Ik merk hierbij op dat de plicht tot raadpleging geldt, zolang deze niet krachtens rechterlijke beslissing buiten toepassing wordt gelaten. (…)
In de praktijk heeft er nauwelijks/geen verdere ontwikkeling plaatsgevonden van deze wettelijke plicht van ouders. Tijdens de parlementaire geschiedenis is het geframed als ‘moeilijk’ echter o.i. heeft de rechtspraak hier juist een belangrijke taak te verrichten. De wet geeft rechters tenslotte een maatstaf om niet-welwillende ouders te prikkelen om de (passieve) ex-partnerstrijd – door de andere ouder niet te betrekken en steeds opnieuw voor voldongen feiten te plaatsen – te toetsen.
Overigens zijn er in de rechtspraak wel degelijk voorbeelden waarin de naleving van de consultatieplicht wordt getoetst, het wordt echter zelden/nooit gekoppeld aan artikel 1:377b lid 1 BW. In die uitspraken worden door de rechter dan woorden gebruikt als ‘zelfbepalend’ en ‘eigenrichting’ om het gedrag van die ouder te beschrijven. Het is vanaf dit punt slechts een kleine stap voor de rechtspraak om dit te gaan koppelen aan het betreffende wetsartikel en het is eigenlijk onbegrijpelijk dat dit niet gebeurt.
Zit je in een situatie waarin deze plicht (en de informatieplicht) wordt geschonden, verzoek de rechter dan om hier expliciet een woord aan te wijden en om (ook) een consultatieregeling op te nemen.

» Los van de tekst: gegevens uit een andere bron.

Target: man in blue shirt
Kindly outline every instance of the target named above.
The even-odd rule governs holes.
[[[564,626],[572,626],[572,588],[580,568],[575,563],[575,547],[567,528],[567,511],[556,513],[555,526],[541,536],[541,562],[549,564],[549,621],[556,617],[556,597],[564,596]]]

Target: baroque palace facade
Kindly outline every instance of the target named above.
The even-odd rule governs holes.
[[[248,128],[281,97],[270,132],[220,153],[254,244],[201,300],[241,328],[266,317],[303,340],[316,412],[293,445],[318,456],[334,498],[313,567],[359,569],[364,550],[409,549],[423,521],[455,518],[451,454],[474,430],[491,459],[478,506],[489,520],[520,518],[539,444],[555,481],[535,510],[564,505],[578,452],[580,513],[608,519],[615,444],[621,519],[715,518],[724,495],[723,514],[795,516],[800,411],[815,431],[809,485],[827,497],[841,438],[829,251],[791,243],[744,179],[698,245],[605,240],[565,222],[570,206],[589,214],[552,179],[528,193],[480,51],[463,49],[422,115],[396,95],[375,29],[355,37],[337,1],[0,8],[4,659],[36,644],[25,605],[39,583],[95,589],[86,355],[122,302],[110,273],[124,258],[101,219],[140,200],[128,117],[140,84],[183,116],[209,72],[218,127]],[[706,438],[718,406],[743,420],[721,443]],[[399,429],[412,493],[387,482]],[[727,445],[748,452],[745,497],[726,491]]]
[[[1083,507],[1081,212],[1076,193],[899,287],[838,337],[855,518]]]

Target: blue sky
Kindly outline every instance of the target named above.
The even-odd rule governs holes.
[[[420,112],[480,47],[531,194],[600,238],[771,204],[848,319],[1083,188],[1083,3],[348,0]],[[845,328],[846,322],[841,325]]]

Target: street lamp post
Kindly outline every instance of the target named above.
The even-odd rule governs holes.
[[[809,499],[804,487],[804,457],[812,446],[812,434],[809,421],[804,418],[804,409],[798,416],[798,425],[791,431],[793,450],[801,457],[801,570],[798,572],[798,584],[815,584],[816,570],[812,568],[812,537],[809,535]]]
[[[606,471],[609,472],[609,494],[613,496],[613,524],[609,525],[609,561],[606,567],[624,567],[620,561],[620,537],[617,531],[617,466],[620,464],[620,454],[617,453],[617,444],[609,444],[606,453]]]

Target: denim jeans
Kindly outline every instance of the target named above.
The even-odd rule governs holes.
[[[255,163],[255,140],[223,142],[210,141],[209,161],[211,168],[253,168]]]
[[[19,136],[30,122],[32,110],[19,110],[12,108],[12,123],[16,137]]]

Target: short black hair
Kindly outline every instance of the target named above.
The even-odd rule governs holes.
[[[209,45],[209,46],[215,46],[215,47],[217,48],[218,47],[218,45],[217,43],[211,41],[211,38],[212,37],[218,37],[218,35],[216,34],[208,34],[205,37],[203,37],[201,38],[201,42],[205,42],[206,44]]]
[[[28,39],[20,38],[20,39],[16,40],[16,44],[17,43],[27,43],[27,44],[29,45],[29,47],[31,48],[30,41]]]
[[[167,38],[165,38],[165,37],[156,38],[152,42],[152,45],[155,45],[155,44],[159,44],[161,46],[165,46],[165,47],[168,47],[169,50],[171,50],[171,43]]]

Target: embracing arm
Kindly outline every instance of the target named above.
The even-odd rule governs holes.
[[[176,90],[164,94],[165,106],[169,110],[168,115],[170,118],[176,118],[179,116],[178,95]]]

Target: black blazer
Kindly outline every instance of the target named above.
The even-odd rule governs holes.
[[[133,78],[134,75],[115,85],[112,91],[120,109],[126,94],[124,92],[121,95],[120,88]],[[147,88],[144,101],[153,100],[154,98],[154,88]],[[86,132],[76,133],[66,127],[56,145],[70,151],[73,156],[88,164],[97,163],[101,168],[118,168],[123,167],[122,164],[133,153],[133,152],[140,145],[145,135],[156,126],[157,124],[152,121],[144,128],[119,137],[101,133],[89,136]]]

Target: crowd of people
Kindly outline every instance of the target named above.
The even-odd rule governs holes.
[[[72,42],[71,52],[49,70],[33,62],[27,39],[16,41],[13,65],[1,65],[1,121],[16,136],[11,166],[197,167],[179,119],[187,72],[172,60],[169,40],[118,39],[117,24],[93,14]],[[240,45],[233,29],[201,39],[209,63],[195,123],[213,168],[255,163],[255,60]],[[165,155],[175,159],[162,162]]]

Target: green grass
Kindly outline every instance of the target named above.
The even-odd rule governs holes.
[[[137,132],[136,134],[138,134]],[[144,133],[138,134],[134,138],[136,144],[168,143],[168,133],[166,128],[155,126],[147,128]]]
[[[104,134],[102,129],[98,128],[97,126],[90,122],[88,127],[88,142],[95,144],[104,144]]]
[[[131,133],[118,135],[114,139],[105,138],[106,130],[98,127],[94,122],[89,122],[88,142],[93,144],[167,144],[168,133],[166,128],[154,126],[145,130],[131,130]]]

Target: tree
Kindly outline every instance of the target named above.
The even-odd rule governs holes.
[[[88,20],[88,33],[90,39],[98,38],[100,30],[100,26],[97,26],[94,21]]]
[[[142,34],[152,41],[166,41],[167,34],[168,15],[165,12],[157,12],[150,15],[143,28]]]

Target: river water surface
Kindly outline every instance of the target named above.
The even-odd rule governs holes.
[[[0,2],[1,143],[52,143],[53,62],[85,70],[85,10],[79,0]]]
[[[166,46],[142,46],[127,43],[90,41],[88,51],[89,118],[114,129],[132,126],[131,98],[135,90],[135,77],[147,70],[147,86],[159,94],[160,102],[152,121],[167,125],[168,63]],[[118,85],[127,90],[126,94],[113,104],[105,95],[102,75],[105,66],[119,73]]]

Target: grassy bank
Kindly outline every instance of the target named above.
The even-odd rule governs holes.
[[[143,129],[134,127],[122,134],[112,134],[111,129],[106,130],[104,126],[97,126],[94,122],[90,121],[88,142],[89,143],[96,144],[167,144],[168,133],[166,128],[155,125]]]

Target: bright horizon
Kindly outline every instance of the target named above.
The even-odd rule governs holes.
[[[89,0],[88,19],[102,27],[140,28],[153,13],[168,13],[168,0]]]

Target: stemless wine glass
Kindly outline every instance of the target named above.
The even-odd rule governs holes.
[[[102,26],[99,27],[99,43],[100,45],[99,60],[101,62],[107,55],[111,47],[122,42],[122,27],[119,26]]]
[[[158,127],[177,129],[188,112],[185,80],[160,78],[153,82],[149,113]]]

Overigens, de consultatieplicht, evenals de informatieplicht, kan worden beëindigd als het belang van het kind dat vereist, aldus het tweede lid van artikel 1:377b BW. Zeer ernstige bezwaren van het kind zijn op zich niet beslissend (HR 5 april 1991, NJ 1992, 24). Het gaat bij een beslissing hierover om conflicterende rechten van kind en ouder voortvloeiend uit art. 8 EVRM (privéleven en familie- en gezinsleven), (HR 12 juni 1992, NJ 1992, 589), aldus Gerechtshof Arnhem-Leeuwarden in deze uitspraak. Hieraan wordt overigens nog toegevoegd dat o.i. vooral de plicht van ouder met het gezag centraal dient te staan, die het resultaat is van de genoemde rechten. In zoverre is er ook een koppeling met de ouderschapsnormen.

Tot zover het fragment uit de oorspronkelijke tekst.